All major microprocessor vendors are introducing multicore architectures to deliver the latest installment of performance improvements and cost savings as required to remain competitive in the silicon marketplace. Indeed, multicore processors offer increases in processing throughput, savings in power consumption, and reductions in heat dissipation. However, some effort is required to fully exploit multicore benefits. Unfortunately, the transition to a multicore architecture is often best described by the old adage, “no pain, no gain.”
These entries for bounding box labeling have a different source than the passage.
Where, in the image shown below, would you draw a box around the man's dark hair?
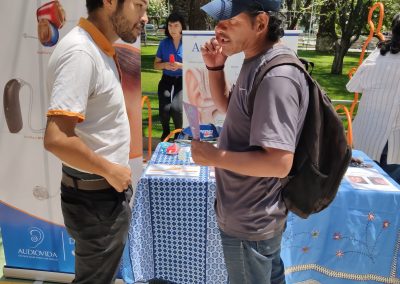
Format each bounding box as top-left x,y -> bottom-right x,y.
86,0 -> 125,14
165,13 -> 186,38
378,13 -> 400,55
247,11 -> 285,43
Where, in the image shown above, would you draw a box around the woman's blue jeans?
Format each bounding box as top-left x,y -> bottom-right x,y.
220,230 -> 285,284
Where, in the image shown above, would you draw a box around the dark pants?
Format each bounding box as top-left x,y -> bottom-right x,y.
379,143 -> 400,184
220,230 -> 285,284
158,75 -> 182,141
61,185 -> 132,284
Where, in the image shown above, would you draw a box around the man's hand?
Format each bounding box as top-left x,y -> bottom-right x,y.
191,140 -> 219,166
104,163 -> 132,192
201,38 -> 228,67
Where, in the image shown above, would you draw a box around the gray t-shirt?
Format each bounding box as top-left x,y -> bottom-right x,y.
215,44 -> 308,241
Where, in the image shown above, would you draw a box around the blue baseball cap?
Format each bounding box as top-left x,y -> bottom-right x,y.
201,0 -> 282,20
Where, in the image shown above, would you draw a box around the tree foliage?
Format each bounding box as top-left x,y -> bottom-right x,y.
147,0 -> 168,25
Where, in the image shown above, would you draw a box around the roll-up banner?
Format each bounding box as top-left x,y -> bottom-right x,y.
0,0 -> 143,282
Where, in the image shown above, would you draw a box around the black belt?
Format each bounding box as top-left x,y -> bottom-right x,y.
61,173 -> 112,190
163,74 -> 182,79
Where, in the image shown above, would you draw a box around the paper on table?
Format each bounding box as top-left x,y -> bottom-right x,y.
183,102 -> 200,140
345,167 -> 399,191
145,164 -> 200,177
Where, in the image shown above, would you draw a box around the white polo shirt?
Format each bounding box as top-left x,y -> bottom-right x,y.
47,18 -> 130,170
346,49 -> 400,164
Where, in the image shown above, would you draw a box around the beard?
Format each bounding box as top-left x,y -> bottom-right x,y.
110,10 -> 141,43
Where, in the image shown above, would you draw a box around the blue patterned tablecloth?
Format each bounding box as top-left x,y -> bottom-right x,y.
125,147 -> 400,284
129,144 -> 227,284
281,151 -> 400,284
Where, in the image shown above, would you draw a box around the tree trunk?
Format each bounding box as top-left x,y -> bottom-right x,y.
315,0 -> 337,51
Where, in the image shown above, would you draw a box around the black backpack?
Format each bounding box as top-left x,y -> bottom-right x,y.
248,54 -> 351,218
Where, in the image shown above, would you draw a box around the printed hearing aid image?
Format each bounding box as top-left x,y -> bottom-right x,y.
3,79 -> 23,133
3,79 -> 44,133
36,1 -> 65,47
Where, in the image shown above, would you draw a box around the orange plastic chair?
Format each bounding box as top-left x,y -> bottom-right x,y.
163,128 -> 183,142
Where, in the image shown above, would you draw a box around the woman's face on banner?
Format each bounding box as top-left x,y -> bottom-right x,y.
110,0 -> 149,43
168,21 -> 182,39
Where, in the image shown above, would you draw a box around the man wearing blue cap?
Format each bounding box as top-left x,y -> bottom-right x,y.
192,0 -> 308,284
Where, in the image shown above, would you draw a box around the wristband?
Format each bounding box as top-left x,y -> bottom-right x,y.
206,65 -> 225,71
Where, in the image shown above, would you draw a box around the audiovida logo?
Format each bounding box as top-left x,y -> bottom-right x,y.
18,227 -> 58,261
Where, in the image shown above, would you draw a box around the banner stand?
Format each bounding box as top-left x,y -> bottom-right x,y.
3,266 -> 124,284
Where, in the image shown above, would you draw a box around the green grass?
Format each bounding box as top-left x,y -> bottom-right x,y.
298,50 -> 360,100
141,45 -> 360,137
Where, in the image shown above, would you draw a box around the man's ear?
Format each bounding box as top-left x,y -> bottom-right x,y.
103,0 -> 118,10
256,12 -> 269,32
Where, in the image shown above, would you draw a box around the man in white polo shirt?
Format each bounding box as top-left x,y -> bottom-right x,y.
44,0 -> 148,283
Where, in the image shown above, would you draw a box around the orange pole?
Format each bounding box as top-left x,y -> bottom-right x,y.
348,2 -> 385,121
358,2 -> 385,66
142,96 -> 153,161
335,105 -> 353,147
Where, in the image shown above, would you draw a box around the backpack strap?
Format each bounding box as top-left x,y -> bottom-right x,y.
247,54 -> 313,117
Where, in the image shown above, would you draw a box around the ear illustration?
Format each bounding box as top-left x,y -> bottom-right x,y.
38,19 -> 59,46
36,1 -> 65,46
3,79 -> 23,133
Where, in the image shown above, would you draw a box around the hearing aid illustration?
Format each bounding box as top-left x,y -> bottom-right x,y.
3,79 -> 44,133
36,1 -> 65,46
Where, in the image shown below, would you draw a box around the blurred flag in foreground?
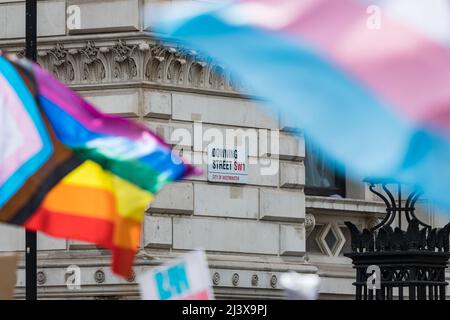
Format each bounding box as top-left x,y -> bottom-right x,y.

As with many large undertakings, a key to making efficient use of multicore is to divide the workload into many smaller components, and to conquer each component independently. If the original workload can be divided into components of nearly identical size, then it’s reasonable to divide the original workload into as many components as there are available cores. If, however, the effort associated with each component task is difficult to predict, or varies from one component to the next, then you’ll need to divide the original workload into many more tasks than the number of available cores, allowing processors to automatically balance the workload. Cores assigned large tasks will work almost exclusively on those tasks, while any core assigned a small task will quickly complete that assignment and begin working on another.
These rules of thumb apply if the primary goal is to improve the quantity of data processed per unit of time. Other goals might motivate different tradeoffs. For example, to maximize battery life in a handheld device, cores may be turned off or their clock rates slowed. In this configuration, multiple cores enable very rapid response to urgent user demands, assuming it is possible for all cores to quickly power up and efficiently coordinate their efforts in response to the end user’s request. Optimizing responsiveness to urgent user requests on multicore platforms depends on being able to effectively utilize each core in providing the response. If the response computations cannot be easily balanced between multiple processor cores, a uniprocessor solution with a higher clock rate might actually deliver a higher-quality end user experience.
Speaking the Multicore “Language”
Engineers responsible for developing software for, or transitioning to, a multicore platform must consider general principles of organizational efficiency. By example, as managers delegate responsibilities, they must clearly identify the responsibility to the subordinate, and must grant to the subordinate all the authority required to fulfill the responsibility. The same principle applies directly to the division of labor among software components. In order to effectively utilize the full capacity of multicore processors, each core must be able to complete its assigned tasks without depending on frequent coordination with other cores. On modern multicore processors, coordination with another core may rob the currently executing application of hundreds of machine instructions’ worth of useful computation. Thus, an essential key to multicore optimization involves selection or development of algorithms that allow cores to complete execution without requiring frequent coordination with other cores.
Once the division of responsibilities is completed, the choice of programming language can influence how the intended semantics are implemented. The Java language, for example, was designed to support multiple threads of execution running on independent cores. As such, the language syntax has certain built-in features that map directly to the special needs of multiprocessor computation. The C and C++ languages
were designed before multiprocessing was common, and they were originally designed to support a single thread of execution.
Regardless of the programming language, software engineers must carefully use the language to correctly implement the multiprocessor coordination activities that are required for the chosen division of responsibilities and selected algorithms. If used incorrectly, essential coordination may be omitted or excessive coordination may be implemented, resulting in unreliable or inefficient operation.
With Java, the built-in synchronized keyword marks a sequence of instructions that is accessing variables potentially shared between multiple processors. The Java virtual machine implements a mutual exclusion lock upon entry to the synchronized block of code, guaranteeing that only one thread at a time is allowed to be executing this block of code. The Java language imposes automatic memory barriers as part of the implementation of every synchronized statement. Upon entry into the synchronized statement, all cached copies of non-local variables are refreshed from shared memory. Upon exit from the synchronized statement, any cached values of non-local variables that might have been modified by the current thread are written to shared memory. Further, the Java compiler is prohibited from reordering instructions across these memory barriers.